20 years under Putin: a timeline

A popular belief among the political observers skeptical of Russia’s stability is that if oil prices fall below 60 USD per barrel and remain there for more than a year, Putin’s regime will fall. However, IMR's economic advisor Igor Booth argues that the Russian government has a significant arsenal for fighting the potential economic crisis, no matter how serious it becomes. Only a small number of critical mistakes in economic policy could destabilize the country sufficiently to force the regime out of power.



A Safe Haven

The Russian opposition movement strategy rests on the assumption that a second wave of the world economic crisis will trigger protests outside of Moscow and help oust the ruling party. This is how it happens in Western democracies. Spain, Great Britain, Italy, and France have all recently seen governments fail due to economic turbulence.

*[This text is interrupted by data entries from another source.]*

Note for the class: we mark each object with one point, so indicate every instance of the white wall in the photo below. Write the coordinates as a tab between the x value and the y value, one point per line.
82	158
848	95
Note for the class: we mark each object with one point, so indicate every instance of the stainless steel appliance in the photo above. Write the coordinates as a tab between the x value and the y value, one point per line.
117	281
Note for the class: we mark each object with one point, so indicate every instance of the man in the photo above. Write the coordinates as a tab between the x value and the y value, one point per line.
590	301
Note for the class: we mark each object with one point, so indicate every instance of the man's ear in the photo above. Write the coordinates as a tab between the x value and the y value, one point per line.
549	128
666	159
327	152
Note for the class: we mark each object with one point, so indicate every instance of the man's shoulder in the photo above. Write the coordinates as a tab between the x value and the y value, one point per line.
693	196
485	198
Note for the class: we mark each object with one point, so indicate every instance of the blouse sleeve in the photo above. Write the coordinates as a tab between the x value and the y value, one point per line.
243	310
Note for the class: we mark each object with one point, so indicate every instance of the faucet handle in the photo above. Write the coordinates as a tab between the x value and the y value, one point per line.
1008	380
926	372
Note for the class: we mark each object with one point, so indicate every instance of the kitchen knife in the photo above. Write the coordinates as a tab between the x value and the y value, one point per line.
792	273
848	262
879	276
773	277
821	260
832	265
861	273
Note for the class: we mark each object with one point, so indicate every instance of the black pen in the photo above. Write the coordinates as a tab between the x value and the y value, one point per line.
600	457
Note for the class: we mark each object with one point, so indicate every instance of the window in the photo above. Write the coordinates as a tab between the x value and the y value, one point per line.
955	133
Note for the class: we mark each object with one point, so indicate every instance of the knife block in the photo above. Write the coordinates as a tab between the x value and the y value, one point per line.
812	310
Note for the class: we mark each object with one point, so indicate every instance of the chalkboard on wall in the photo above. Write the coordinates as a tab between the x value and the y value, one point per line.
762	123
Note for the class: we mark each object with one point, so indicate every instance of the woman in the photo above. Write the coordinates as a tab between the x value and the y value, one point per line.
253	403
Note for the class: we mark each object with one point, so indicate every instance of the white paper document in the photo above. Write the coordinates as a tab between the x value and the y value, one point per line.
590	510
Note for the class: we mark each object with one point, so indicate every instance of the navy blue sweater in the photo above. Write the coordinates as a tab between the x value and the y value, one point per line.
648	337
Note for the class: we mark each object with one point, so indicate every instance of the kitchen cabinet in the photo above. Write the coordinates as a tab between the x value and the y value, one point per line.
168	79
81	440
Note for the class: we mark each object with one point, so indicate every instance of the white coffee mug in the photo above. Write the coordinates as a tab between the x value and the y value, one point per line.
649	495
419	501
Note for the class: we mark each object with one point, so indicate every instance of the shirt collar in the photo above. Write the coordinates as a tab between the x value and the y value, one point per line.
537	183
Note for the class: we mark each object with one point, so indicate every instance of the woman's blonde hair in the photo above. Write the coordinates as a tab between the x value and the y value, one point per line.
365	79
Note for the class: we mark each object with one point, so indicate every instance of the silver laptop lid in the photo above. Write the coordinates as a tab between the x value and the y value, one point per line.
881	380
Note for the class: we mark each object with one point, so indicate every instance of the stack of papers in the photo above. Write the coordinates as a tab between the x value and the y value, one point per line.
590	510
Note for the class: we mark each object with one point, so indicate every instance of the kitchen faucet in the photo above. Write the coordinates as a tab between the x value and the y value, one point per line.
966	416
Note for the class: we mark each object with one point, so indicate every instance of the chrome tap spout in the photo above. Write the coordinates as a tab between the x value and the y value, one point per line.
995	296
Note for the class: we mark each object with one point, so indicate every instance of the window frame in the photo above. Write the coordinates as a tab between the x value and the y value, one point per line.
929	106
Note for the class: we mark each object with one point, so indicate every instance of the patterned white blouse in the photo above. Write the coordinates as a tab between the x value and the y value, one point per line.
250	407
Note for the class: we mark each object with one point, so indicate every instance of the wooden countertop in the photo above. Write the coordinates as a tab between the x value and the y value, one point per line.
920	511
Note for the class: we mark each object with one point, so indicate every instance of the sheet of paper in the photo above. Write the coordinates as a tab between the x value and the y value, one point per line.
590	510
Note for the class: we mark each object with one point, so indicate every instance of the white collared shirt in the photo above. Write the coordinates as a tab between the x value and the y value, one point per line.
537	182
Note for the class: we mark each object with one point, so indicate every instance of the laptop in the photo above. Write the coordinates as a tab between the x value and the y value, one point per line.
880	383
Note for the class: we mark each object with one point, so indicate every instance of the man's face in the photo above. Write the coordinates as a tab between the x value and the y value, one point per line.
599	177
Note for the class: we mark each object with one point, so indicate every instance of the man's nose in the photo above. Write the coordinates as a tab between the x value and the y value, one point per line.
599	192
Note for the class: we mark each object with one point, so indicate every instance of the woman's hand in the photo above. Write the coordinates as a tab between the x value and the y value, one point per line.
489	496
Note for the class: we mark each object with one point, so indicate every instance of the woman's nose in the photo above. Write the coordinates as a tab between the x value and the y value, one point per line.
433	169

However, within the rigid Russian political system, the country’s poor economic performance is insufficient to bring about regime change. A full-scale economic catastrophe would be required to make the Russian people oust Putin: a catastrophe resembling what happened in the 1990s, when paychecks weren’t issued for months, schools went without heat through the freezing winters, and the railroads were completely paralyzed.Are there any signs that such a catastrophe is imminent?

Inflation and unemployment, two economic variables directly influencing the public mood have never been lower. Unemployment is only 5.4%, while inflation is at a record low with 6% over the last year. Accelerated growth of pensions and salaries has halved poverty rates in Russia. Although a GDP growth of just over 4% isn’t very impressive, according to the IMF forecast, Russia might outperform Brazil, another large, resource-rich, semi-developed nation. The Russian budget is balanced; the country’s debt totals a mere 42 billion USD while the rainy-day fund has accumulated over 60 billion USD. The Russian banking system is far from collapse; central bank reserves in euros, dollars, and gold are among the largest in the world.

There is no direct threat of destructive economic policies in the future. Indeed, the Russian government is packed with highly-qualified economists, as is the newly-established presidential economic council.

All things considered, Russia looks like a safe haven in the unstable global economy. However, investors happen not to share this point of view, and capital continues to flow out of Russia while investments stagnate.

The Crisis Scenario

The new wave of the economic crisis will slow down Russian consumers and have a serious impact on exports and freeze investments. Consumer spending is the major force driving the current economic growth in Russia. Higher consumer credit interest rates, flat real wages, and shrinking savings affected by devaluation will all make people reluctant to spend more. A drop in the price of natural resources would shut down the Russian mining industry. Oil production might fall because of insufficient investment in developing new fields. Altogether, these factors will lead to sluggish economic growth—or none at all.


The Russian banking system is far from collapse; central bank reserves in euros, dollars, and gold are among the largest in the world.


The major trigger for a crisis in Russia would most likely be falling oil prices. However, the area most affected will be the market for less profitable export goods: coal, aluminum, steel, metals, fertilizers and wood. Dozens of regions dependent on these industries will face two-digit unemployment rates. The federal government will be forced to bail out many economically specialized cities in order to prevent spontaneous eruptions of social unrest.

The decrease in oil prices will mainly affect the federal budget. The Ministry of Finance is prepared for this scenario. Several weeks ago, the much-discussed “budget rule” was finally adopted. Now, instead of balancing the budget based on forecasted oil prices, the government will use the average over the course of the past three years. The resulting estimate for 2013-2015 will be about 10% lower than current oil prices.  This will make the Russian budget more capable of coping with revenue shortages. Any deficit could be financed by the government’s rainy-day fund or loans.

However, oil prices above $90 dollars per barrel are not guaranteed. During the previous economic crisis, at a certain point, oil prices dipped below 40 USD. To address this threat, the Ministry of Finance is working on a crisis budget, balanced at year-average oil price of 60 USD per barrel.

Regardless, exercises in balancing the budget are not enough to revive the economy. In order to gain a competitive edge, the Russian economy needs structural reforms. In the wake of the recent elections, the Russian government doesn’t have a popular mandate for reforms. Putin’s major campaign promise was stability” Most likely, his government will avoid any reforms that could hurt his core electorate. Unable to initiate change, the government will have to stick to economic tricks that create the illusion of stability but increase long-term economic risks.